In mijn onderzoek werd nagegaan wat de verwachte penetratiegraad van elektrische voertuigen in België zal zijn en welke factoren de opkomst ervan ondersteunen. Vervolgens werd getracht een antwoord te geven op de vraag hoe voertuigbatterijen efficiënt en comfortabel opgeladen kunnen worden. Er werd aandacht besteed aan zowel draadloze als niet-draadloze oplaadtechnieken. Bij deze laatste kan men denken aan oplaadpalen en batterijwisselstations. Oplaadpalen worden via een stroomdraad rechtstreeks verbonden met de wagen om de batterij op te laden. In batterijwisselstations kan een lege batterij via een drive-in systeem zeer snel voor een volle ingeruild worden. Daarnaast is er ruime aandacht voor draadloze systemen. Een fysieke connectie is dan overbodig. Er werd nagegaan welke technieken het best geschikt zijn voor het draadloos opladen van voertuigbatterijen. Magnetische resonante inductie lijkt hierbij de meeste voordelen te bieden.
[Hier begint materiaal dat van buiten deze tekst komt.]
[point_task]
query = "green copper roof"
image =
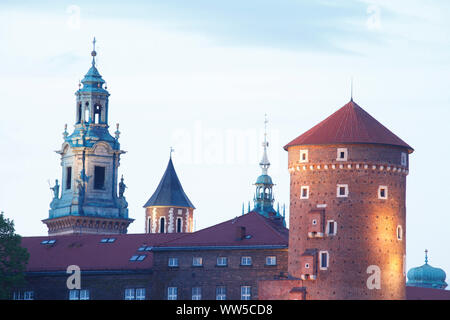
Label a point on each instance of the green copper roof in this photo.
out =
(427, 276)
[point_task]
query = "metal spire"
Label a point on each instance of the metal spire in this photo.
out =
(93, 53)
(265, 164)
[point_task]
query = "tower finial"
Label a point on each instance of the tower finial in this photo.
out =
(265, 164)
(351, 90)
(93, 53)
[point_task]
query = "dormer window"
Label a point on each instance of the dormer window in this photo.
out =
(404, 159)
(382, 192)
(303, 155)
(304, 192)
(342, 154)
(342, 190)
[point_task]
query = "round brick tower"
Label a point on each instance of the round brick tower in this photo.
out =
(347, 208)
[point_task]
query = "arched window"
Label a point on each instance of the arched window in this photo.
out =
(86, 112)
(79, 112)
(97, 113)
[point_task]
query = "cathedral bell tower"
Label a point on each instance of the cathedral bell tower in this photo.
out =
(89, 201)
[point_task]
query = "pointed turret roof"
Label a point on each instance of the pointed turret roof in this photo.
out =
(350, 124)
(169, 191)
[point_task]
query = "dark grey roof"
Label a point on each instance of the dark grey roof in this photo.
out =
(169, 191)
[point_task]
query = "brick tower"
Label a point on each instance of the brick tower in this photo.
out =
(169, 210)
(347, 211)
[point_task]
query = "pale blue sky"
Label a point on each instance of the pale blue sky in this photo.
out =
(189, 74)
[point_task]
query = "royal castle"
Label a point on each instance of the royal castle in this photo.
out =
(347, 223)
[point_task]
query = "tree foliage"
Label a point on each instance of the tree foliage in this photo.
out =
(13, 258)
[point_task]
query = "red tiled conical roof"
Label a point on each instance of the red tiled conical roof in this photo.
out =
(350, 124)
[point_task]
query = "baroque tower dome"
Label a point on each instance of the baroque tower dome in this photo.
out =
(427, 276)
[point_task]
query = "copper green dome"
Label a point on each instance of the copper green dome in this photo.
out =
(426, 276)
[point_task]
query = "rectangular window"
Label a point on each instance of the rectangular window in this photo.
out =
(331, 227)
(129, 294)
(342, 154)
(342, 190)
(246, 292)
(79, 294)
(382, 192)
(222, 261)
(173, 262)
(323, 260)
(303, 155)
(196, 293)
(221, 293)
(197, 261)
(271, 261)
(246, 261)
(172, 293)
(140, 294)
(68, 178)
(99, 178)
(304, 192)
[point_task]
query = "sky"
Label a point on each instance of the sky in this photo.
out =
(200, 75)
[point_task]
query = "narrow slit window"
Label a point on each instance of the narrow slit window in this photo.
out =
(99, 178)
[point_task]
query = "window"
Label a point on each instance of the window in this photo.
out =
(246, 292)
(48, 241)
(404, 159)
(196, 293)
(382, 192)
(221, 293)
(137, 257)
(162, 225)
(304, 192)
(342, 190)
(271, 261)
(342, 154)
(303, 155)
(172, 293)
(26, 295)
(99, 178)
(197, 261)
(79, 294)
(324, 260)
(331, 227)
(135, 294)
(222, 261)
(68, 178)
(246, 261)
(173, 262)
(399, 233)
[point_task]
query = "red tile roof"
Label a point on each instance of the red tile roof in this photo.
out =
(89, 253)
(262, 231)
(350, 124)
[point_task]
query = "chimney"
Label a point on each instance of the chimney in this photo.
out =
(240, 232)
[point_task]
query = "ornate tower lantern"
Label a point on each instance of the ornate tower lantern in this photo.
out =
(90, 157)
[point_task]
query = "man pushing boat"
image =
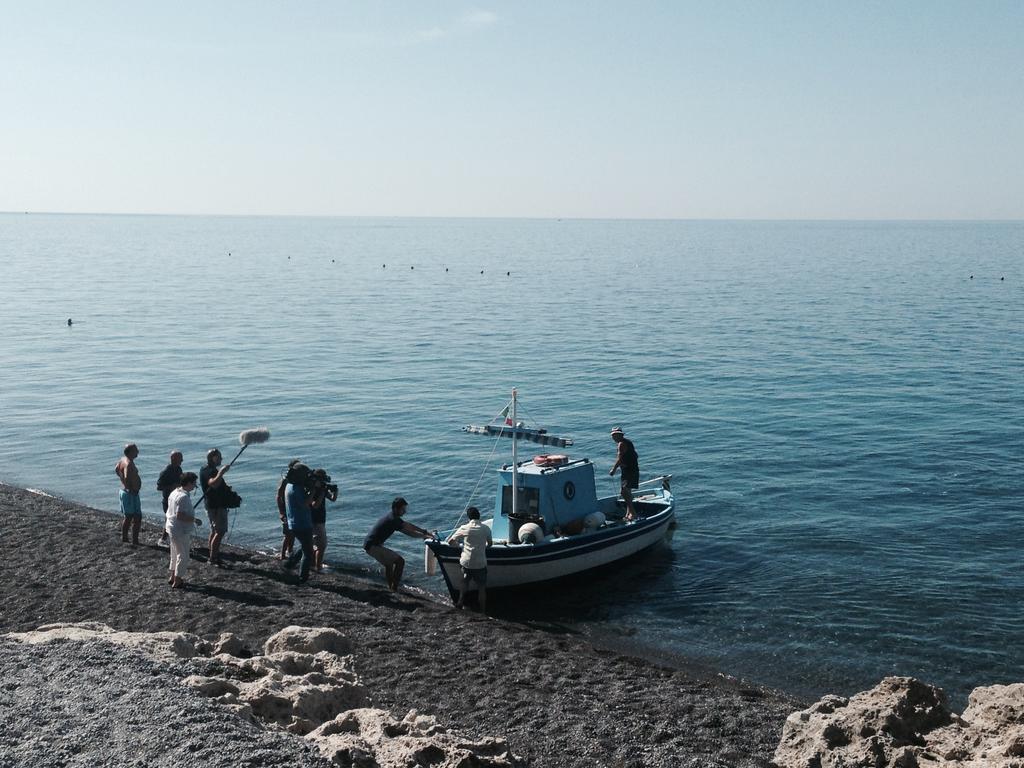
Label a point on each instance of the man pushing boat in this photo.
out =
(393, 563)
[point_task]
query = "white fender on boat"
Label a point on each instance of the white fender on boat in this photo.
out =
(530, 532)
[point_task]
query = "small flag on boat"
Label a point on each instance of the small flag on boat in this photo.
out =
(520, 433)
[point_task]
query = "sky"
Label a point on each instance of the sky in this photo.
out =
(680, 110)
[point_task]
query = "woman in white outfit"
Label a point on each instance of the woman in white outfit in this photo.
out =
(178, 525)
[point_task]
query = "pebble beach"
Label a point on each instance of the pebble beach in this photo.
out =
(553, 695)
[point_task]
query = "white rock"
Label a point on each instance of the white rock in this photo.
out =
(903, 723)
(308, 640)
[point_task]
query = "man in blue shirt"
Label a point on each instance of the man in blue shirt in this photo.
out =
(374, 545)
(300, 520)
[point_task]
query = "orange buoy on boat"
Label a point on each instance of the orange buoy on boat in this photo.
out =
(550, 460)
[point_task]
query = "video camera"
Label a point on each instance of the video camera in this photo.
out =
(300, 474)
(322, 478)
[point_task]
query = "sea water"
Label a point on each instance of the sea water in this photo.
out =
(841, 406)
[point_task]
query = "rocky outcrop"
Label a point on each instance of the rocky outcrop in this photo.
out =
(160, 645)
(305, 683)
(373, 737)
(903, 723)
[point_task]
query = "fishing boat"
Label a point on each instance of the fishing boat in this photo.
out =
(548, 521)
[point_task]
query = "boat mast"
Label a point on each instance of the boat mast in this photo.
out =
(515, 460)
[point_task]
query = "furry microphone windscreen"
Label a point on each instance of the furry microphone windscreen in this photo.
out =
(260, 434)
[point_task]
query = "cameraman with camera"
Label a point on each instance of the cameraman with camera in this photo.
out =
(322, 491)
(217, 494)
(299, 483)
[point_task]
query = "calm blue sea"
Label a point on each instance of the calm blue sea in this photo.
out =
(841, 404)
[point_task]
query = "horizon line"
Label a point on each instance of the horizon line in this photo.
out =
(723, 219)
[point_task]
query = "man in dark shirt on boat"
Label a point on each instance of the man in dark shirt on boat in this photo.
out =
(374, 545)
(627, 460)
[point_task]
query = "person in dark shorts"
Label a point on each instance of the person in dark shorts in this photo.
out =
(289, 539)
(131, 484)
(300, 520)
(211, 478)
(393, 563)
(323, 492)
(628, 461)
(169, 480)
(475, 538)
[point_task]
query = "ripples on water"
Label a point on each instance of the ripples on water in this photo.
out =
(840, 403)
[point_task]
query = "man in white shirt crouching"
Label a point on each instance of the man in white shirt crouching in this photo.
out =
(475, 538)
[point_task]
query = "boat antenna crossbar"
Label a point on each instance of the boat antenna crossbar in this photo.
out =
(472, 494)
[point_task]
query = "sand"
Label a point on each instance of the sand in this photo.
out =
(558, 699)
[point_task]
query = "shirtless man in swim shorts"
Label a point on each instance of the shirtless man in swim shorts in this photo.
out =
(131, 483)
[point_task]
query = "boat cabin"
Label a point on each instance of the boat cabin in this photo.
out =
(554, 492)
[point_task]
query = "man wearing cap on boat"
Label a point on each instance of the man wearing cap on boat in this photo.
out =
(627, 460)
(475, 538)
(393, 563)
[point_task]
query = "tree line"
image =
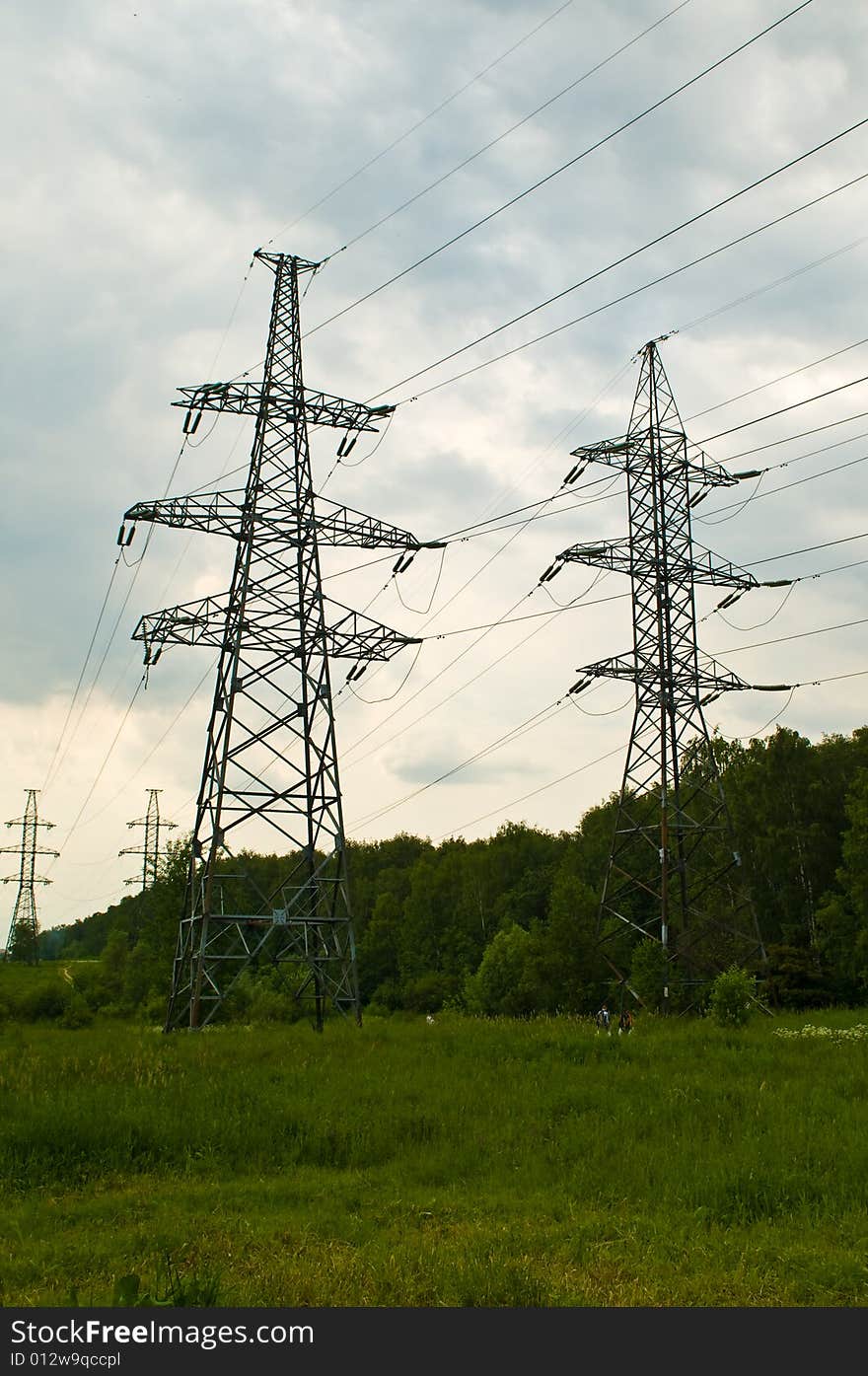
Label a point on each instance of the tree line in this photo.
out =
(508, 923)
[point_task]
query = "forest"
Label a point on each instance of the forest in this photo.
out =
(508, 925)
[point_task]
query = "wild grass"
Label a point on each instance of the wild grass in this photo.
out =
(490, 1163)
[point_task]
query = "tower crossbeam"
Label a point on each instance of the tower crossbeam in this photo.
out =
(673, 870)
(23, 940)
(271, 752)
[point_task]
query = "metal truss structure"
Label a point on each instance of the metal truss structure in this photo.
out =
(271, 753)
(23, 941)
(673, 871)
(153, 825)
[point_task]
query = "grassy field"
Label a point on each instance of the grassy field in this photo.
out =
(470, 1163)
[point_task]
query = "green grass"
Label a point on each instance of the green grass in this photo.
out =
(467, 1163)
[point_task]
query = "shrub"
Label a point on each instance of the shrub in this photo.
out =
(732, 998)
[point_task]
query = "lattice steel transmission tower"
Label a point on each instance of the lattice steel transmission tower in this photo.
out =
(673, 870)
(23, 941)
(153, 825)
(271, 752)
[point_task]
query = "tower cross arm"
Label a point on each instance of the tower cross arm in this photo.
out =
(629, 452)
(623, 556)
(36, 850)
(204, 622)
(282, 402)
(644, 672)
(338, 526)
(212, 512)
(352, 636)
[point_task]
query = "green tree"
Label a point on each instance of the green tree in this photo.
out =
(732, 998)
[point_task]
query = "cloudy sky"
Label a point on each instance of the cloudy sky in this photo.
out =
(152, 147)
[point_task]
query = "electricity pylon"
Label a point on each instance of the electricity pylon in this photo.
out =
(673, 870)
(23, 941)
(153, 825)
(271, 752)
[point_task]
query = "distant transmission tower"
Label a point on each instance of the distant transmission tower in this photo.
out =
(23, 941)
(153, 825)
(271, 752)
(673, 871)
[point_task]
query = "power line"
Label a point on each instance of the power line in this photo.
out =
(772, 382)
(781, 410)
(637, 291)
(801, 634)
(530, 724)
(623, 258)
(499, 138)
(564, 167)
(788, 439)
(420, 122)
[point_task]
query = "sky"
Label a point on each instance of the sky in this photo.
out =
(150, 150)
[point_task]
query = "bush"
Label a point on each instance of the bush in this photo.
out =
(732, 998)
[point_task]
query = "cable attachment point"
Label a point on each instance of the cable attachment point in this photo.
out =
(551, 571)
(575, 472)
(731, 599)
(345, 448)
(191, 420)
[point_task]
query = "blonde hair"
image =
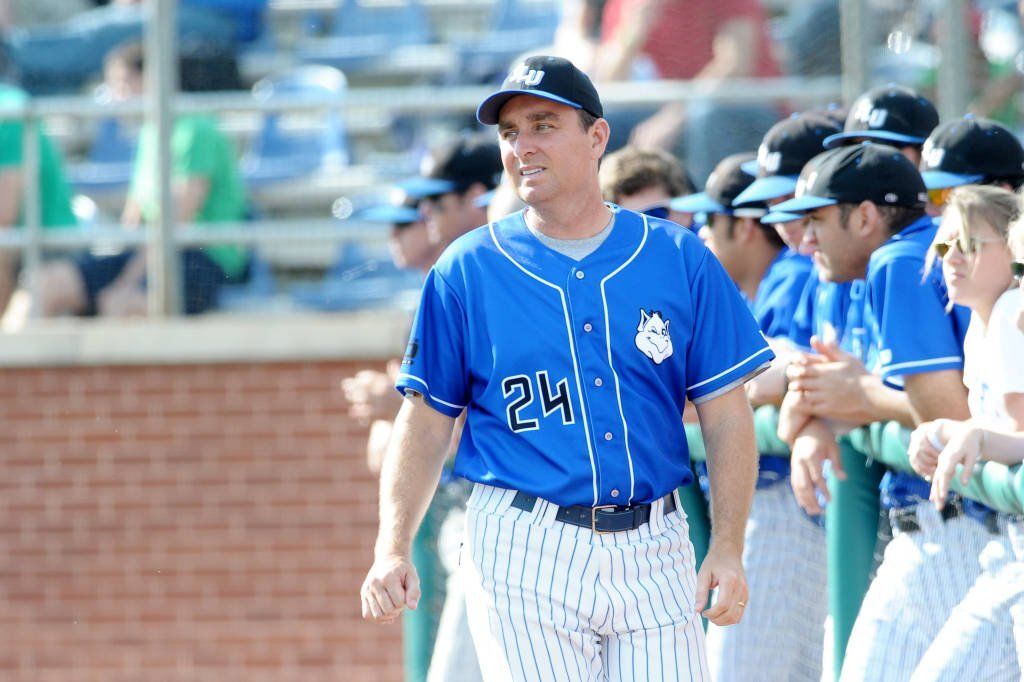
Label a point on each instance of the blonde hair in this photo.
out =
(982, 204)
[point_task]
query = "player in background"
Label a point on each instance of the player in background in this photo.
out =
(977, 640)
(866, 210)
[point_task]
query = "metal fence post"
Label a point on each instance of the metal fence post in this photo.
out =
(163, 275)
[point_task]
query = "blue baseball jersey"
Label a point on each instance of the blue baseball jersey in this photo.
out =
(574, 374)
(777, 298)
(909, 330)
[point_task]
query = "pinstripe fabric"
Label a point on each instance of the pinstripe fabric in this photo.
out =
(977, 641)
(782, 632)
(552, 601)
(924, 574)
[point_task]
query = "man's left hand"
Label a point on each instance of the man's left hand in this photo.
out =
(723, 569)
(833, 384)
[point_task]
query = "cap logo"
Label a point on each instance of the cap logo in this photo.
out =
(932, 156)
(769, 161)
(804, 184)
(875, 118)
(528, 77)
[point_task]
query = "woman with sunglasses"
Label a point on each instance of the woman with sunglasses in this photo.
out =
(979, 269)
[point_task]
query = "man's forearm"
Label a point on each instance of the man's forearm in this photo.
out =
(409, 476)
(732, 465)
(885, 403)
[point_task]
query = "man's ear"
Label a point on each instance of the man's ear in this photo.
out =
(599, 134)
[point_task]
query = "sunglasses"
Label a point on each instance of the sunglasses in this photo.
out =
(939, 198)
(659, 211)
(971, 248)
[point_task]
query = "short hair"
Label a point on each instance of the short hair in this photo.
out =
(894, 217)
(131, 54)
(631, 170)
(587, 120)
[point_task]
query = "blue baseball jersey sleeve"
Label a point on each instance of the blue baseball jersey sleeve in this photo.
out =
(574, 374)
(905, 310)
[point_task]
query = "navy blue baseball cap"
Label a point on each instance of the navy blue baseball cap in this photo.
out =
(971, 150)
(725, 183)
(548, 77)
(891, 114)
(783, 152)
(878, 173)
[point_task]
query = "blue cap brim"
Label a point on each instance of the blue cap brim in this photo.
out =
(390, 214)
(775, 217)
(803, 204)
(875, 135)
(486, 113)
(942, 180)
(419, 187)
(699, 203)
(483, 201)
(763, 188)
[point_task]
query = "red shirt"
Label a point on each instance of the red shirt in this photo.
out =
(680, 42)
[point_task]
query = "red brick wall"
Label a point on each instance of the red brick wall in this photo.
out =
(194, 522)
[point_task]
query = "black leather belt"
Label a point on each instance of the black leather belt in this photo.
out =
(905, 519)
(607, 518)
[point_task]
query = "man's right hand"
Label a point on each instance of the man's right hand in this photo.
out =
(814, 444)
(391, 586)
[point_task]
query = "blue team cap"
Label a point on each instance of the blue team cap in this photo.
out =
(483, 201)
(419, 187)
(389, 214)
(724, 184)
(550, 78)
(891, 114)
(877, 173)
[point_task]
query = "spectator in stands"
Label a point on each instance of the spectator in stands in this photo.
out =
(61, 58)
(207, 190)
(646, 181)
(977, 265)
(709, 41)
(54, 195)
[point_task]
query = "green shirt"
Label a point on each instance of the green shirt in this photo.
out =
(199, 150)
(53, 190)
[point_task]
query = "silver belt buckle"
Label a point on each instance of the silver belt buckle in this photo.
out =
(593, 518)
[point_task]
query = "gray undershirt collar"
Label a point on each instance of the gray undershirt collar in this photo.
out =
(574, 249)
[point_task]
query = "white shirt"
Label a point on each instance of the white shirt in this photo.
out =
(994, 360)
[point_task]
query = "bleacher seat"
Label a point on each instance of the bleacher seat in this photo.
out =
(367, 32)
(515, 27)
(109, 163)
(360, 278)
(281, 152)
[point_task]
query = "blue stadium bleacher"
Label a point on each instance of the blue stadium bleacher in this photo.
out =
(278, 153)
(515, 27)
(109, 164)
(367, 32)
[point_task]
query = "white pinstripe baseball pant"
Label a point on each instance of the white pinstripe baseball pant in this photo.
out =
(552, 601)
(924, 574)
(781, 636)
(977, 641)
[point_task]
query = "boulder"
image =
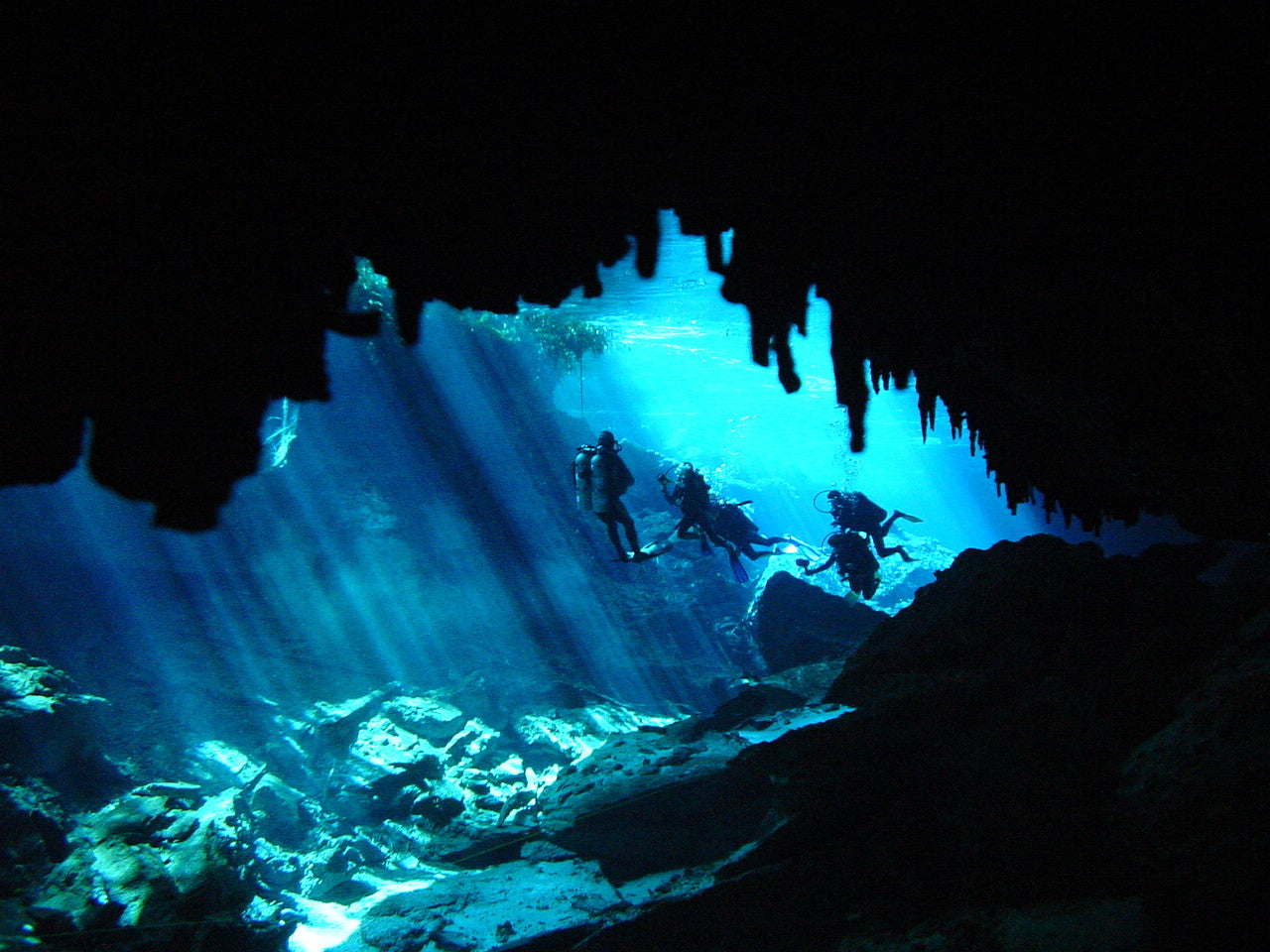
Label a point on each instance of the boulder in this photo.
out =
(793, 622)
(48, 729)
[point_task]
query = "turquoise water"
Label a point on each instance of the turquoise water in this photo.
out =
(421, 527)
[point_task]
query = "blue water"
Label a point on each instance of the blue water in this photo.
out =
(416, 529)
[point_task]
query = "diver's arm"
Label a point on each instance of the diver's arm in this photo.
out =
(828, 561)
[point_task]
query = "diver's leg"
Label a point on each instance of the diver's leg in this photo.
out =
(631, 536)
(611, 526)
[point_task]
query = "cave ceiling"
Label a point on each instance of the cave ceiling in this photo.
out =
(1056, 225)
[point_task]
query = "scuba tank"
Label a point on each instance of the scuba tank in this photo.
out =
(583, 480)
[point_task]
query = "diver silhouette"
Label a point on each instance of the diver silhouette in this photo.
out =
(691, 493)
(855, 512)
(599, 479)
(730, 522)
(849, 552)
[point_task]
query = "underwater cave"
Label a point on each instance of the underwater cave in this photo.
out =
(309, 643)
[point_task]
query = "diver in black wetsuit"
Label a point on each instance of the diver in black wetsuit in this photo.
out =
(691, 493)
(601, 477)
(856, 563)
(730, 522)
(855, 512)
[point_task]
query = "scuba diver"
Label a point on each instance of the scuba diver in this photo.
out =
(730, 522)
(856, 563)
(855, 512)
(599, 480)
(691, 494)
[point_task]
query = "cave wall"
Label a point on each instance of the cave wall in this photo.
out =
(1055, 221)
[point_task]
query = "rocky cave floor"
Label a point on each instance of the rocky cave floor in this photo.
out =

Uit ons vooronderzoek bleek dat er weinig vergelijkende analyses bestaan tussen de diverse oplaadtechnieken. Een van de doelstellingen van deze masterproef was de verschillende oplaadsystemen vanuit verschillende oogpunten te vergelijken: technisch, financieel en strategisch.

Deze studie leert dat het technisch mogelijk is met de voorgestelde systemen de batterijen van elektrische voertuigen te laden. Met betrekking tot het draadloos opladen dient er nog verder onderzocht te worden hoe de straling voor mens en elektronica beperkt kan worden.

In dit onderzoek is een economisch model ontworpen dat op basis van een kasstroomanalyse de interne opbrengstvoet berekent. Er is vastgesteld dat op korte termijn oplaadpalen het meest kostenefficiënt zijn, gevolgd door het draadloos opladen en het omwisselen van batterijen in stations.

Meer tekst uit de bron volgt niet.